Mexborough & Swinton Times, September 01, 1939
Forget Your Age
Conisboro´ Veteran´s Recipe for Longevity
“A man´s not old until he admits it to himself – and if he does that he´s a fool”, says 81-years-old Mr. Walter George Pope, of Barnsley Avenue, Conanby, Conisborough, and he has proved his words many times over.
Most men of his age cringe when they see younger people exerting themselves , but Mr. Pope doesn´t believe in watching. He can keep up with men many years his junior at almost anything. He cycles, hikes and is an expert gardener.
Keen Cyclist.
Mr. Pope, a well known figure in the locality, is the possessor of a tricycle: this he bought when he was 77 and ever since he has ridden his three-wheeler many hundreds of miles.
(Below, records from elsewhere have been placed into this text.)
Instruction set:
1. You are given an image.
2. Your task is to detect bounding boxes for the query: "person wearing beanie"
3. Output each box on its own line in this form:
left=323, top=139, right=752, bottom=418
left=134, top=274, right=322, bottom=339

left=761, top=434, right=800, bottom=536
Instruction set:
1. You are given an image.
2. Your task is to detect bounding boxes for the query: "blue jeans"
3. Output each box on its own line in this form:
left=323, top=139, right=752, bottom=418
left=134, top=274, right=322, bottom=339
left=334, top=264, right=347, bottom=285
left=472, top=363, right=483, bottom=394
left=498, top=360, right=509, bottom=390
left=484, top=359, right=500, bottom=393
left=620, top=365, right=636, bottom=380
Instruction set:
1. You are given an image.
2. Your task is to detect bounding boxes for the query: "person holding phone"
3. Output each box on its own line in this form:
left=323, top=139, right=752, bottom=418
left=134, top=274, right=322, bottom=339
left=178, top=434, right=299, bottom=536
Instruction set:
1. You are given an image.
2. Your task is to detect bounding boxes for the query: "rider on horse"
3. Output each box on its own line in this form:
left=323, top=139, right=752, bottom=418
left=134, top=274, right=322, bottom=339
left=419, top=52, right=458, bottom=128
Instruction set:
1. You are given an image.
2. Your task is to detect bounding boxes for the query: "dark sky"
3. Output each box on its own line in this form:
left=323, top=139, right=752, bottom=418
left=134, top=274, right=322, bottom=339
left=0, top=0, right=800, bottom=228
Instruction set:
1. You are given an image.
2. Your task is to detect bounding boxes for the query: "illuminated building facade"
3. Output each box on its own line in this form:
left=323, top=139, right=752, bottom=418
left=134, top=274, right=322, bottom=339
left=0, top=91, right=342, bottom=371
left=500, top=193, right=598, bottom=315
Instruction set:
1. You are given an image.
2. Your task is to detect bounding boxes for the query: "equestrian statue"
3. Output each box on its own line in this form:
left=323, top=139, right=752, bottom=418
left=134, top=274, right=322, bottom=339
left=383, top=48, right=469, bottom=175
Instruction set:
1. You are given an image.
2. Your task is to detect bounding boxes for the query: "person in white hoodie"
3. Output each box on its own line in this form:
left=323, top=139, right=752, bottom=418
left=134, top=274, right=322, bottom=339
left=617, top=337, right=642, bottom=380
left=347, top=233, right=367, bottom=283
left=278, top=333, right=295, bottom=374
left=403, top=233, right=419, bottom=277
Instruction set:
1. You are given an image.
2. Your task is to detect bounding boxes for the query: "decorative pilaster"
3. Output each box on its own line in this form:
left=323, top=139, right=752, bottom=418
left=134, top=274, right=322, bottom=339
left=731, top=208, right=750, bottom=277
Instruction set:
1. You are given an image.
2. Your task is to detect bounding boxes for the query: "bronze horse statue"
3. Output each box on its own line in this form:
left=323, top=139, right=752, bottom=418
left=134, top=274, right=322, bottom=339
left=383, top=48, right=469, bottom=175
He thinks nothing of going for a 20 mile spin in the old country lanes and he thinks that is the best place to spend an afternoon, away from the busy roads.
To celebrate his seventieth birthday, although it was pouring with rain, he walked for 23 ½ miles, but that is not all – “to keep his mind busy” he cultivates two full-sized allotments about half a mile from his home, and if you want to see some grand displays of potatoes, cabbages and cauliflowers his garden is well worth a visit.
When a “Times” reporter paid him a visit this week he was busily hoeing a section of his allotment near the Conanby reservoir whistling to himself.
“It´s very peaceful in a garden” he remarked. “It´s always the best plan to leave as much worry behind you as you can and especially in troublesome times like this”.
He laughed at a suggestion I made that it seemed hard work for a man of over eighty years of age to be digging hard for many hours of the day. “A man´s not old till he admits it to himelf” he chuckled, “and that´s a thing I would never admit. I shall live as full a life as possible until I can´t go oany farther. With some men living a full life at eighty means a little walk round the houses when the wind is not too chilly and when the sun is nice and warm. With me it happens to be a gardening and I see no harm it it. I might get lazy doing nothing”.
Half the Battle
Mr. Pope added that he thought it was half the battle when people forgot their age and never tried to think about it “It will get you down if you mope about the house and expect to find your old heart thumping to a standstill, because on one of these occasions it will really happen and you won´t have time to say to your self “I told your so”.
Conversation about work brought about a discussion of work in the old days and Mr. Pope mentioned that he left school at the age of ten years and his first job was treading clay at the brickworks. “I used to be there at five in the morning”, he chuckled at the memory “and we used to fold our trouser legs up and stamp in our bare feet at the clay to make it ready for the ovens. We did that for three hours continuously, and then we ran bricks off until seven in the evening”.
“A second job I once had”, he continued, “was flailing for farmers. This was separating the grain from the chaff and it used to be a queer sight when it was raining and the other labourers on the farm would come to help me. The flails were very awkward to swing properly in a small space. They were two pieces of wood shaped something like the handle of this hoe and they were joined in the centre. When five or six of us got going inside a small barn it was like ringing bells. We had to take it in rotation and the slightest miscalculation on anyone´s part would bring the lot of us out of tune. Flails are pretty painful things to be cracked on the head or shoulders with”.
“I used to mind sheep, too, and I was a shepherd in the south of England and in North Yorkshire. I worked at High Melton for twelve years and at Barnby Dun for eight years. I have never retired at all”.
Mr. Pope invested in a safety bicycle when he was seventeen years of age and rode it until he was 77. After that his sense of balance was becoming a little warped and he decided to get a three-wheeler. So he scanned the adverts of a well known publication devoted to cycling and at length he saw an offer of a three wheeled machine.
The owner lived in the South of England, but Mr. Pope arranged for it to be transported by rail to Bawtry whence he pedalled it in triumph to Bircotes.